Chronicle of the Middle East and North Africa

LGBTQ+ in Kuwait: Time to Change the Narrative

kuwait people sunbathing
People sunbathe and swim at the Marina Crescent beach resort in the Salmiya district, Kuwait, on August 19, 2016. – Photo by Yasser Al-Zayyat / AFP

Nejoud Al-Yagout

What makes people so afraid of the LGBTQ+ community? A narrative. That’s it. When the narrative dissolves, our mind, if noble enough, will scurry to fill the vacuum with another narrative that serves the world better, a world in which climate change, genocide, discrimination, prejudice, nationalism, the mistreatment of minorities, the suspicion of immigrants, gender disparity, war, and human trafficking are the true threats, not the sexual inclination. Instead, people’s minds are filled with should-be narratives when it comes to love and attraction which are influenced by tradition, fear of the community, collective belief systems, and/or scriptural interpretation.

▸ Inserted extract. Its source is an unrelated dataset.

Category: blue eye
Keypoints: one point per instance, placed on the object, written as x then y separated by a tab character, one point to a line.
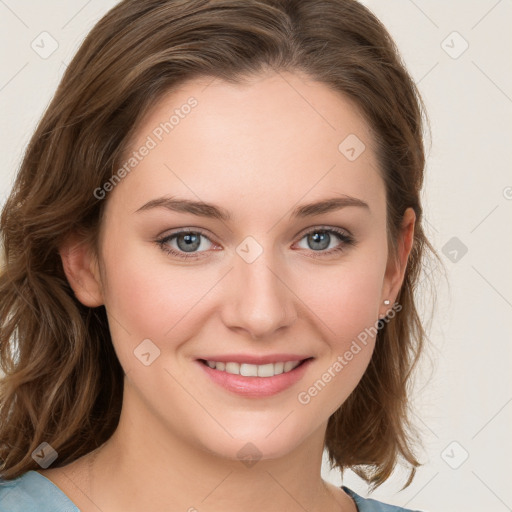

The latest inclination-narrative tells a tale about agendas: Why is there a gay character in every cartoon? Why is there a gay character in every movie today? Why are they teaching kids about gay people at school? Oh, the mind loves to latch on to conspiracy theories and fear. But, regardless of conclusions borne of suspicion, the appearance of LGBTQ+ characters is not because the director or the teacher wants to make your child gay. You can’t make someone gay (even having to state that is embarrassing and redundant). Even many gay people wish they were not gay because of all the bullying they have endured. So, what, then, is the reason for the prevalence of LGBTQ+ characters in television, cinema, literature, essays, books, cartoons, and magazines as of late?
Firstly, it is a sign that artists are evolving, and a new narrative is permeating the collective: one that speaks of embracing diversity and waltzing with nonresistance. This new narrative reminds people that being gay is as natural as being “straight.” And secondly: The presence of LGBTQ+ characters means that we are representing reality. The rainbow is our reality. Look around. You who reads this most definitely know someone who is gay, or you are gay yourself. Are you part of an agenda? And if you are, then hats off to you for being part of an agenda to teach people about acceptance, to teach people that love is unconditional.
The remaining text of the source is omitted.